Lo spettatore di 1917

Lo spettatore finisce per sentirsi intrappolato in un labirinto di trincee, diventa empatico nei confronti dei protagonisti e percepisce la paura che attraversa lo schermo.

Musica e immagini coniugano una bellezza da brividi con quell’energia che è il segreto. La cinepresa non guarda mai dietro, non retrocede mai, bensì avanza di pari passo con i personaggi e la musica compare nei momenti di maggiore tensione, ricordandoci -in parte- Hitchcock.

La complessità di 1917 sta esattamente nella difficoltà di sfruttare gli elementi naturali, nel gioco di chiaro-scuro, nella luce naturale e nell’immediatezza che pretende di trasmettere, senza dimenticare uno staff che è riuscito a ricreare un’ambientazione ostile, fitta di trincee in cui vivevano e morivano un’infinità di giovani reclutati per una guerra che, come tutte le guerre, è stata assurda.

1917 Guerra in Trincea

1917: un’esperienza cinematografica

La sensazione di guardare un film senza tagli, sebbene sia un’illusione, genera nello spettatore insicurezza. Un’insicurezza sostenuta tragicamente dal taglio più lungo, evidente e pensato del film. Dopo essere stato attraversato da un colpo, la scena diventa nera, di un nero eterno che, lungi dal darci sollievo, fomenta la nostra angoscia. E così, è finito tutto? Adesso vedremo una scena piena di tagli? No, assolutamente no, il taglio drastico serve solo a mettere un punto a una storia che ha ancora tanto da dire, che conserva ancora scene infinite e asfissianti.
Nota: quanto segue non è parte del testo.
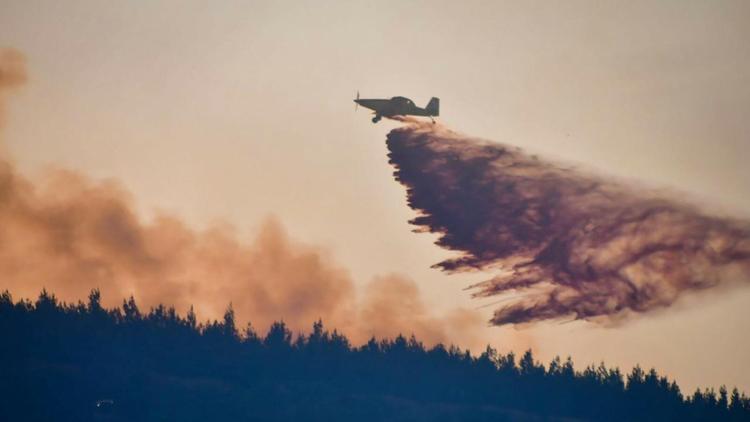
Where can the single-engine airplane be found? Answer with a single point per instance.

Dieci nomination a premi ambiti, ma solo tre statuette; quelle più tecniche, ma non per questo meno importanti. Un film non è altro che una solida sceneggiatura, ma non prende vita solo attraverso questa sceneggiatura. Dagli abiti alla musica, passando per l’interpretazione o la fotografia, il cinema è un’arte complessa, un arduo lavoro di squadra in cui tutti gli elementi sono importanti, fondamentali.

Probabilmente questo è uno dei miei articoli meno imparziali, ma come in qualsiasi critica e per qualsiasi forma d’arte, il gusto personale gioca un ruolo fondamentale. Non sono un’appassionata di film di guerra che diventa pacifista, ma sono una grande ammiratrice di Mendes e di Roger Deakins (il genio incaricato della fotografia di 1917).
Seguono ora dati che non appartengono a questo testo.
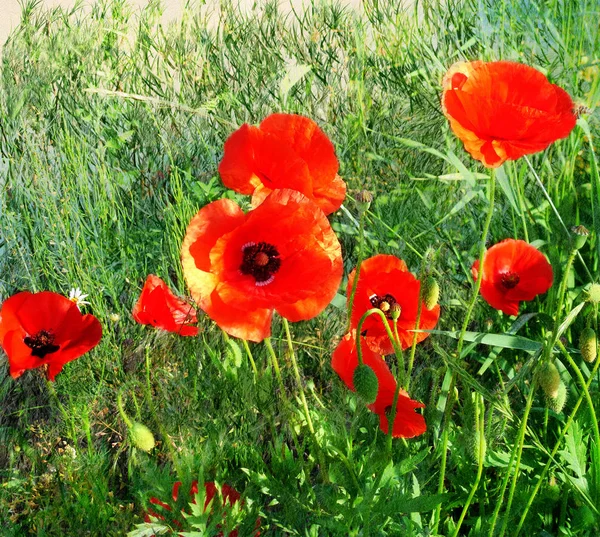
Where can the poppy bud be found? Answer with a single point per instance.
(588, 345)
(431, 292)
(558, 403)
(548, 377)
(365, 383)
(593, 293)
(363, 201)
(141, 437)
(580, 236)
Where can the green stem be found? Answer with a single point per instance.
(481, 429)
(521, 441)
(250, 357)
(563, 433)
(486, 227)
(297, 376)
(361, 240)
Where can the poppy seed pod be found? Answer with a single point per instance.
(141, 437)
(548, 377)
(431, 292)
(365, 383)
(588, 345)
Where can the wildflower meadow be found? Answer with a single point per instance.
(319, 272)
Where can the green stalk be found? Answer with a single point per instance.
(519, 445)
(563, 433)
(486, 227)
(481, 427)
(361, 240)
Mendes mi aveva conquistata con American Beauty, ipnotizzandomi e invitandomi a immergermi in un film che senza troppi colpi di scena, mi ha catturato a pieno e continua ad affascinarmi ancora oggi. È riuscito a farmi vedere la bellezza in una borsa di plastica e ora è riuscito a sorprendermi e a trovare la bellezza in un ambiente tremendamente ostile.

La guerra al cinema

Tutto questo allestimento scenografico per dirci qualcosa che sapevamo già e che il cinema ha ripetuto in numerosissime occasioni: ed è che le guerre sono assurde, l’essere umano è assurdo, mentre la natura segue il proprio corso. Perché annegare mentre fioriscono i ciliegi non è mai stato tanto significativo; vedere la morte laddove nasce la vita o vedere la distruzione umana in mezzo alla natura che lotta per rinascere suona poetico, catartico, rivelatore.
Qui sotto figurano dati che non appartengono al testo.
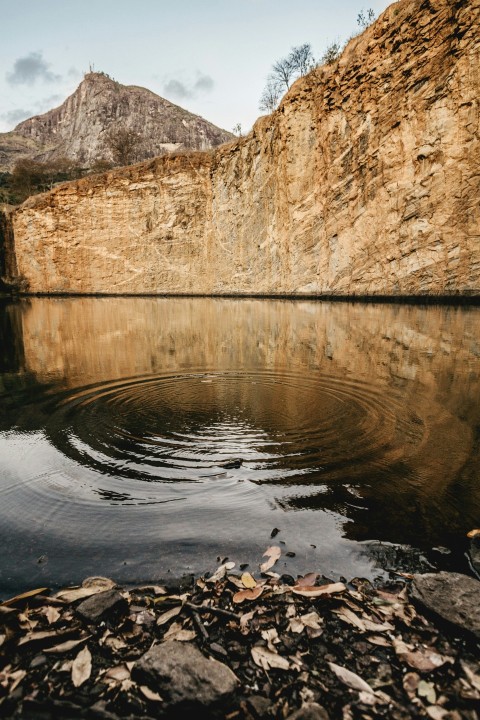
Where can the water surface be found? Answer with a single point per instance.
(143, 437)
La natura funge da personaggio addizionale, estranea agli umani ma onnipresente; l’albero, invece, si erge da simbolo più significativo. Un albero presente all’inizio e alla fine, che rende questo film ciclico. Al di là dei tecnicismi, 1917 è una lezione di umanità, un chiaro omaggio a chi ha vissuto la Grande Guerra, a coloro che hanno visto la morte in faccia e alle loro illusioni, sepolte dal fango.

Ho voluto che il paesaggio diventasse un ulteriore personaggio di questa storia; una voce in grado di dare un altro punto di vista sulla guerra. E avrebbero dovuti esserci tempo e spazio per la poesia in un mondo perduto.